Roast Tomato Sauce and Pesto Scones

If you've seen my Meal Planning Monday post for this week, you'll know that on Wednesday night we had left over gammon in tomato sauce with pasta.

I made the tomato sauce from a recipe in River Cottage Veg Every Day. You'll find more or less the same recipe on the Guardian website except that in the book, marjoram is added and mace omitted, and the sauce isn't reduced after sieving.
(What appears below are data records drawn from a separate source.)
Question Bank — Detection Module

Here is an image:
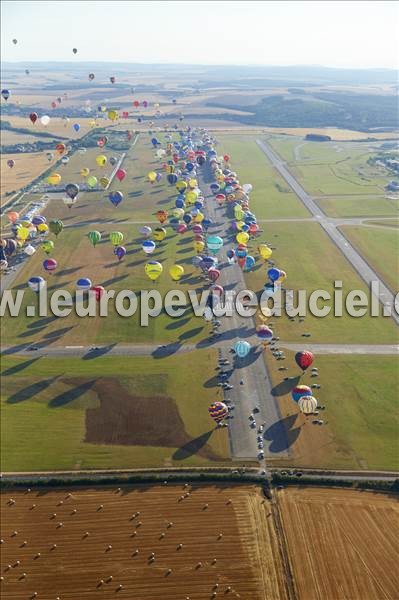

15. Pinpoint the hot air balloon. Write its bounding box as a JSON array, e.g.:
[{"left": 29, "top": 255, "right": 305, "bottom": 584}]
[
  {"left": 258, "top": 244, "right": 272, "bottom": 261},
  {"left": 110, "top": 231, "right": 123, "bottom": 246},
  {"left": 114, "top": 245, "right": 126, "bottom": 261},
  {"left": 96, "top": 154, "right": 107, "bottom": 167},
  {"left": 12, "top": 38, "right": 17, "bottom": 44},
  {"left": 16, "top": 226, "right": 30, "bottom": 241},
  {"left": 295, "top": 351, "right": 314, "bottom": 371},
  {"left": 1, "top": 89, "right": 10, "bottom": 101},
  {"left": 7, "top": 211, "right": 19, "bottom": 224},
  {"left": 244, "top": 256, "right": 255, "bottom": 271},
  {"left": 40, "top": 115, "right": 51, "bottom": 126},
  {"left": 87, "top": 175, "right": 98, "bottom": 188},
  {"left": 291, "top": 385, "right": 313, "bottom": 403},
  {"left": 147, "top": 171, "right": 157, "bottom": 184},
  {"left": 109, "top": 191, "right": 123, "bottom": 207},
  {"left": 56, "top": 143, "right": 66, "bottom": 155},
  {"left": 110, "top": 76, "right": 116, "bottom": 84},
  {"left": 139, "top": 225, "right": 152, "bottom": 238},
  {"left": 145, "top": 261, "right": 163, "bottom": 281},
  {"left": 49, "top": 220, "right": 63, "bottom": 237},
  {"left": 156, "top": 210, "right": 168, "bottom": 224},
  {"left": 267, "top": 267, "right": 281, "bottom": 282},
  {"left": 207, "top": 236, "right": 223, "bottom": 255},
  {"left": 46, "top": 152, "right": 54, "bottom": 162},
  {"left": 24, "top": 244, "right": 36, "bottom": 256},
  {"left": 236, "top": 231, "right": 249, "bottom": 245},
  {"left": 208, "top": 402, "right": 228, "bottom": 424},
  {"left": 36, "top": 223, "right": 48, "bottom": 234},
  {"left": 207, "top": 267, "right": 220, "bottom": 283},
  {"left": 41, "top": 241, "right": 54, "bottom": 255},
  {"left": 234, "top": 340, "right": 251, "bottom": 358},
  {"left": 29, "top": 112, "right": 38, "bottom": 124},
  {"left": 256, "top": 325, "right": 273, "bottom": 342},
  {"left": 88, "top": 73, "right": 95, "bottom": 81},
  {"left": 47, "top": 173, "right": 61, "bottom": 186},
  {"left": 108, "top": 109, "right": 118, "bottom": 121},
  {"left": 73, "top": 123, "right": 80, "bottom": 132},
  {"left": 80, "top": 167, "right": 90, "bottom": 178},
  {"left": 91, "top": 285, "right": 105, "bottom": 302},
  {"left": 72, "top": 47, "right": 78, "bottom": 54},
  {"left": 153, "top": 227, "right": 166, "bottom": 242},
  {"left": 43, "top": 258, "right": 57, "bottom": 273},
  {"left": 28, "top": 276, "right": 45, "bottom": 293},
  {"left": 4, "top": 239, "right": 17, "bottom": 256},
  {"left": 109, "top": 156, "right": 118, "bottom": 166},
  {"left": 115, "top": 169, "right": 126, "bottom": 182},
  {"left": 65, "top": 183, "right": 79, "bottom": 200},
  {"left": 32, "top": 216, "right": 46, "bottom": 226},
  {"left": 88, "top": 231, "right": 101, "bottom": 247},
  {"left": 298, "top": 395, "right": 318, "bottom": 415},
  {"left": 169, "top": 265, "right": 184, "bottom": 281},
  {"left": 7, "top": 159, "right": 15, "bottom": 169},
  {"left": 76, "top": 277, "right": 92, "bottom": 290},
  {"left": 97, "top": 136, "right": 107, "bottom": 147},
  {"left": 142, "top": 240, "right": 156, "bottom": 254}
]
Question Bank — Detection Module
Our tomatoes are a delightful jumble of shapes, sizes and varieties, but all packed with flavour! After roasting, I put them through the mouli  - there was very little left behind to throw away and the sauce was rich and thick with a smokey, garlicky taste - the gammon I added was really unnecessary. I'm not going to show you a photo of the finished sauce because I forgot to take one  all tomato sauces look very much the same.
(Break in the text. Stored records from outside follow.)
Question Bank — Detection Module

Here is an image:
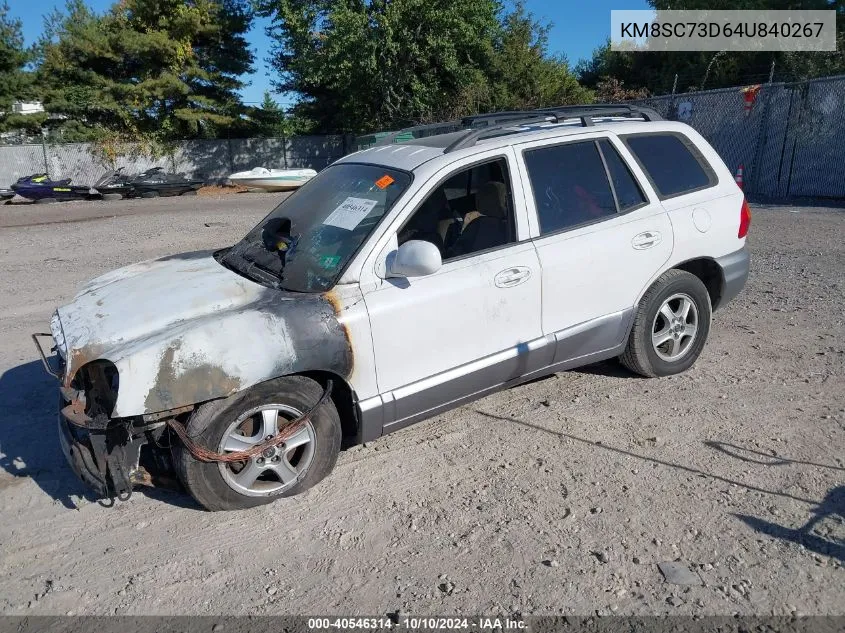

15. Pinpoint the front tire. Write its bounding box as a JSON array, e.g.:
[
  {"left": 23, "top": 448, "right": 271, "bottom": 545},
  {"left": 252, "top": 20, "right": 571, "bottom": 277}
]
[
  {"left": 175, "top": 376, "right": 342, "bottom": 511},
  {"left": 620, "top": 269, "right": 712, "bottom": 378}
]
To serve with it, I made some pesto scones. They're not really a scone, more of a soda bread. But they are scone sized so I call them scones. There's logic in there somewhere.

To make about 8, you will need

250g plain flour
½ tsp salt
½ tsp bicarbonate of soda
about 200ml buttermilk
4-5 tbs pesto

Heat the oven to 230 C, Gas 8. Line a baking sheet with non-stick paper. Sieve together the flour, salt and baking powder. Quickly stir in the buttermilk, starting with about three quarters of it - you are looking for a dough that is just firm enough to roll out, yet as soft as you feel you can handle.

Roll it out on a floured surface to a rough rectangle about 25 x 15 cm. Spread the pesto over, roll up from the long edge and cut into approx. 8 slices. Place well apart on the baking sheet and bake for about 15 minutes, until well risen.


You can ring the changes by using  sun dried tomato paste or one of the different varieties of pesto available now, although I usually use home made traditional basil, pine nut and Parmesan pesto because we always have a supply of that in the freezer. Frozen in ice cube trays then tipped out into plastic bags, it's very convenient. One cube in my ice tray is one tablespoonful, so it's ready measured. It defrosts quickly, or can be dropped straight into soups and sauces.